My learning curve has always been rather shallowly inclined; I take to new information intuitively and synthetically. Thus I was found by my first in-world paramour (though I didn't know it then) at an asian-themed store scouting for freebies. K.A. approached me with refreshing tact: "Hello Shrutiyan; I see that you're new here...would you like a little help looking around?" She was beautiful, clad in a provocatively skin-tight red outfit, and continued to speak in a way that indicated both sensitivity and intelligence, always the surest way to infiltrate my defenses. We shopped and talked for hours, her instructing me on the basics of interaction in this place (I hadn't yet discovered how to read a profile), of the many things this world had to offer in the way of creation, communion, and of course consumption. All the while K.A. had been complimenting me; my beauty, my uniqueness in a world of amazonian white women (I'm on the shorter side of a darker ethnicity), and my charming naivete. After outfitting me in an acceptable frog-collared asian silk shirt and some low-rise black pants, both far exceeding my Analog attire sexiness by several magnitudes yet emphatically tame for this world, she took me home to her "apartment in the sky" (I did not yet understand skyboxes, or even the beginning of the newly expanded physical boundaries here). She had hinted several times about the (dare I say it?) rampant sexuality that pervaded the aether in SL; I related how I had already fended off several hackneyed advances from equally inexperienced avatars. Soon we began to confide in each other, something I would later learn to do with much greater discretion: who our Analog selves were, the persons behind the masks. Our flirtation became more concrete, tangible....

K.A.: "Click on the pink ball. It will ask you to animate your avatar; click 'Yes'." In retrospect, Dante Alighieri invariably associates with this moment: All hope abandon ye who enter here.

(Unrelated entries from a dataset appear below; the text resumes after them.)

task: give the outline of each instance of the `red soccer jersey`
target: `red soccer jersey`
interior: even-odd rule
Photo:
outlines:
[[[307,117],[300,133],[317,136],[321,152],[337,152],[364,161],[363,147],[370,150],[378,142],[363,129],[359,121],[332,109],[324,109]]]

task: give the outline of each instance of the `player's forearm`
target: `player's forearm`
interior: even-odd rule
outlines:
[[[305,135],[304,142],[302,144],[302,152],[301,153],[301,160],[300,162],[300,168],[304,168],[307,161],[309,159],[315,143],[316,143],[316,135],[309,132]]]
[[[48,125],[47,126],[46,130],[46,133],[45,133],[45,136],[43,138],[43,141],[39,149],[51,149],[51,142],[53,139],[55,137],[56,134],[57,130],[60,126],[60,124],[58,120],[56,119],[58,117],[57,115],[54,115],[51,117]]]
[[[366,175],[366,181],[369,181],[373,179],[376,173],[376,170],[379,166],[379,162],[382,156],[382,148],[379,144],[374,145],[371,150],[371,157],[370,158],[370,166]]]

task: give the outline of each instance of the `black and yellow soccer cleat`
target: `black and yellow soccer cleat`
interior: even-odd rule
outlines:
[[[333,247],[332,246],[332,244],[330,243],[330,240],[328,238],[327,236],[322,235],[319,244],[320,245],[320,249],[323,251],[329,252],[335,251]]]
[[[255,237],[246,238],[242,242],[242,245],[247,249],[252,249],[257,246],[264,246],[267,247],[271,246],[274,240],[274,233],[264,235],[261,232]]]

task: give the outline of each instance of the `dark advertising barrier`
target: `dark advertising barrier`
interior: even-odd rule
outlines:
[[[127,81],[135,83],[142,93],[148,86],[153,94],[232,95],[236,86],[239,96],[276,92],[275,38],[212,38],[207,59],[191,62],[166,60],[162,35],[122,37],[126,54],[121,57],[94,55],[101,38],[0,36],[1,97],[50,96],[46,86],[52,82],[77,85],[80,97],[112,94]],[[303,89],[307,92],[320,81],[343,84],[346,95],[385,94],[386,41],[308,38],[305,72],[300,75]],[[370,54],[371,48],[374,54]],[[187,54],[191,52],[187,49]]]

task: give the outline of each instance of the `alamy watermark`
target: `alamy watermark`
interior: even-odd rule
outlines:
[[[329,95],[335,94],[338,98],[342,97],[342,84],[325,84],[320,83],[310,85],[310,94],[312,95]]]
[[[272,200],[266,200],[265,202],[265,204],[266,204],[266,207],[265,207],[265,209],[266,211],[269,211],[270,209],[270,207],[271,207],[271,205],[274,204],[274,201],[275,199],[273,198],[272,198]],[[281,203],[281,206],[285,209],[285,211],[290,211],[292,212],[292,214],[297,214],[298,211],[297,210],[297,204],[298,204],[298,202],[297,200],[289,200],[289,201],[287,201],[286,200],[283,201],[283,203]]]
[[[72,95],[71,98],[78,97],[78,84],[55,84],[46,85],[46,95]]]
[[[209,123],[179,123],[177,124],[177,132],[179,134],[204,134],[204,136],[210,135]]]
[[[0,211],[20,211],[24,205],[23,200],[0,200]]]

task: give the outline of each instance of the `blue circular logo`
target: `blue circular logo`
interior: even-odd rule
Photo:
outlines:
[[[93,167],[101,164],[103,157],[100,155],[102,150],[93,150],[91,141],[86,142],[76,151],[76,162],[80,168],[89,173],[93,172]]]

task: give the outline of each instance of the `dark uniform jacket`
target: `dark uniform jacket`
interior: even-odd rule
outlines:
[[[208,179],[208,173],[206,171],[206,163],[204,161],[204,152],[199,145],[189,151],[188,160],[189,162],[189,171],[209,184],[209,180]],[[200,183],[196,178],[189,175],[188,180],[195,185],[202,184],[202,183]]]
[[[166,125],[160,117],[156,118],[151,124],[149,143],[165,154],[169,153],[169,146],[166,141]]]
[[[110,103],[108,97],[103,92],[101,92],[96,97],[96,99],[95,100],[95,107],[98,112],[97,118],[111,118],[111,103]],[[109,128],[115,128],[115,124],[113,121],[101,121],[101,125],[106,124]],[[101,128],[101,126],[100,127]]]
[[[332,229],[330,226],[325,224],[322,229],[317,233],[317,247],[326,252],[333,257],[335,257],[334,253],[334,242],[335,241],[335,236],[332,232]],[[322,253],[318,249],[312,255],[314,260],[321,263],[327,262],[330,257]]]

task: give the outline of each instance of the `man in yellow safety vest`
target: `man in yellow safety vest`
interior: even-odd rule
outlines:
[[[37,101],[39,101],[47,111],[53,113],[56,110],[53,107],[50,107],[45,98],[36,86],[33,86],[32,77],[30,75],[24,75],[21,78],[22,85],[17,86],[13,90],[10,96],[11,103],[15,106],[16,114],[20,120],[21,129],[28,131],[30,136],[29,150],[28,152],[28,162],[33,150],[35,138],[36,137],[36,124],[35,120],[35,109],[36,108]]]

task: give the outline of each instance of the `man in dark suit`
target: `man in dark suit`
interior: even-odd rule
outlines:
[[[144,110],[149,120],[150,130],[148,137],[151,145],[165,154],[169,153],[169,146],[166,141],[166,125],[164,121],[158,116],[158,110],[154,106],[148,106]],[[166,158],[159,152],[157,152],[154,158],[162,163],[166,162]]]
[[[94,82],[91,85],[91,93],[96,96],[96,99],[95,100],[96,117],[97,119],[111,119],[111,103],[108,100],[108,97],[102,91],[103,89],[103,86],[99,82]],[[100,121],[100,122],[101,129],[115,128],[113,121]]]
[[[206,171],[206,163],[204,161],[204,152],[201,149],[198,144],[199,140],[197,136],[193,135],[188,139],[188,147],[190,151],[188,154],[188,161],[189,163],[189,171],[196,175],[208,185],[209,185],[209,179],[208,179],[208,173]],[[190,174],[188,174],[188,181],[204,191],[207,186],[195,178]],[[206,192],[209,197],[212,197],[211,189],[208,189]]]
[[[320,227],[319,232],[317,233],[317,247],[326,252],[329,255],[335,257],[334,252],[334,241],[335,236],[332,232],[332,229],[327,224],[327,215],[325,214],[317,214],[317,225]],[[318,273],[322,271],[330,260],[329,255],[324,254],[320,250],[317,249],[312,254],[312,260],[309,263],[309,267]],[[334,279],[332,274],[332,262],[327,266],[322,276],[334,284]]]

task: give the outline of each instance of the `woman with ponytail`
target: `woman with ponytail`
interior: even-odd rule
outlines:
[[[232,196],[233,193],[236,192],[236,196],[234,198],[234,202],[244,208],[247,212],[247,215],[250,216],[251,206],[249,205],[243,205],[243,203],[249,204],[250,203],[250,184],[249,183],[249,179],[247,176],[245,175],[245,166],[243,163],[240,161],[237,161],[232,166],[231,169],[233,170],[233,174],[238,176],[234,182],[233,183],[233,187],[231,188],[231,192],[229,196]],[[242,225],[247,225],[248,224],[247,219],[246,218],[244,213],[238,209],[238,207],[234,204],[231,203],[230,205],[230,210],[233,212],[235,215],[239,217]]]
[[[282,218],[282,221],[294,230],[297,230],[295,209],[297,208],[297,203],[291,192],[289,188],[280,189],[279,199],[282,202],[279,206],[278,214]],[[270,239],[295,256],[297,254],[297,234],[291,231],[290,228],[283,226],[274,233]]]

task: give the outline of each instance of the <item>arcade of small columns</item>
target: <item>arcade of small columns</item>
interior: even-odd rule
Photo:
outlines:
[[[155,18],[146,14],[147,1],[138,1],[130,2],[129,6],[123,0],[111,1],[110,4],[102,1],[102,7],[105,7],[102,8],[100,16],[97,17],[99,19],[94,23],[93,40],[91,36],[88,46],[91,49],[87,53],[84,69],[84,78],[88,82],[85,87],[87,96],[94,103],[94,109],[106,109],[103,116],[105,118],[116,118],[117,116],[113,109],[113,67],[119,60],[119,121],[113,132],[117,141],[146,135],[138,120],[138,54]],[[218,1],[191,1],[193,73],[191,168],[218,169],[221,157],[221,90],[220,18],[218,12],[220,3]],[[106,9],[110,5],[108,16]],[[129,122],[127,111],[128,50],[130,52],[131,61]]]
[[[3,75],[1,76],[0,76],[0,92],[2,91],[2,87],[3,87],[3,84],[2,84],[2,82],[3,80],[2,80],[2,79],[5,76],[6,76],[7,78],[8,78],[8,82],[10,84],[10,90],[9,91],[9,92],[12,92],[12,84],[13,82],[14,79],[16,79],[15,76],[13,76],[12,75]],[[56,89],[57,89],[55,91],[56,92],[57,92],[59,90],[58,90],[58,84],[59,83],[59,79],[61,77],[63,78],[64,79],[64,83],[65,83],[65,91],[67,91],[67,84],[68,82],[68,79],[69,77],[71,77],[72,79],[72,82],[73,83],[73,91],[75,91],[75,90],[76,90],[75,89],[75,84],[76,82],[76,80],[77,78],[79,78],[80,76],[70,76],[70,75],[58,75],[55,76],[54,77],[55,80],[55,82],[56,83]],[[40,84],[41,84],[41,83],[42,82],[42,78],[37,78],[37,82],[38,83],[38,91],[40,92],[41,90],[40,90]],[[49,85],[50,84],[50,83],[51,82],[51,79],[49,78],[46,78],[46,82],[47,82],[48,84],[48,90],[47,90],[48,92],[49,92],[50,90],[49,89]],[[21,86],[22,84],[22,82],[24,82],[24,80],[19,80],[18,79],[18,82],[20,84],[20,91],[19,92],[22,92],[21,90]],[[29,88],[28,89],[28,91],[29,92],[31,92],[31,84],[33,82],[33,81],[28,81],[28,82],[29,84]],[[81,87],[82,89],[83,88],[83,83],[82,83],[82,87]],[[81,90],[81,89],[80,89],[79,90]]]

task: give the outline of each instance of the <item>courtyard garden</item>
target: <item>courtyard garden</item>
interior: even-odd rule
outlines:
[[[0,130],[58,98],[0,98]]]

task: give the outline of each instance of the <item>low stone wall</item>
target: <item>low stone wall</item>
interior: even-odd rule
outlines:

Here I was, making love to a woman in texted chat, sitting at my computer in an office in Mumbai, seeing my cartoon representation glide through a series of positions I was in turn familiar with and pleasantly surprised at, feeling things I had yearned for without recompense for far too long. How I wish I had known how to save that chat, but like the Analog, that moment is enshrined in the gossamer film of memory alone. And it was the moment my life had changed. No longer was I ensconced in a world of convention and limitation that did not agree with my own attunement, no longer subject to my terms being predicated by Theirs; I was in a place that I could inhabit entirely as an embodiment of my desires, my Id and Ego given form and free reign. K.A. was herself as shocked as I at my aptitude. "A girl of your talents could make a lot of money in this place. Many girls do it, but it's not for everyone. Go out and explore, learn, and find what you love. And always remember me." She then gave me my first money in Second Life; for the first time I felt what I like to call the "Romance of the Transaction". How could I forget?

Since that first meeting I stumbled, then ran, along the path of escorting, discovering the mechanics and the semantics, and discovering a part of myself only dreamed of vicariously until now. I learned to excel, and find my place in it. And I only look back in fond remembrance.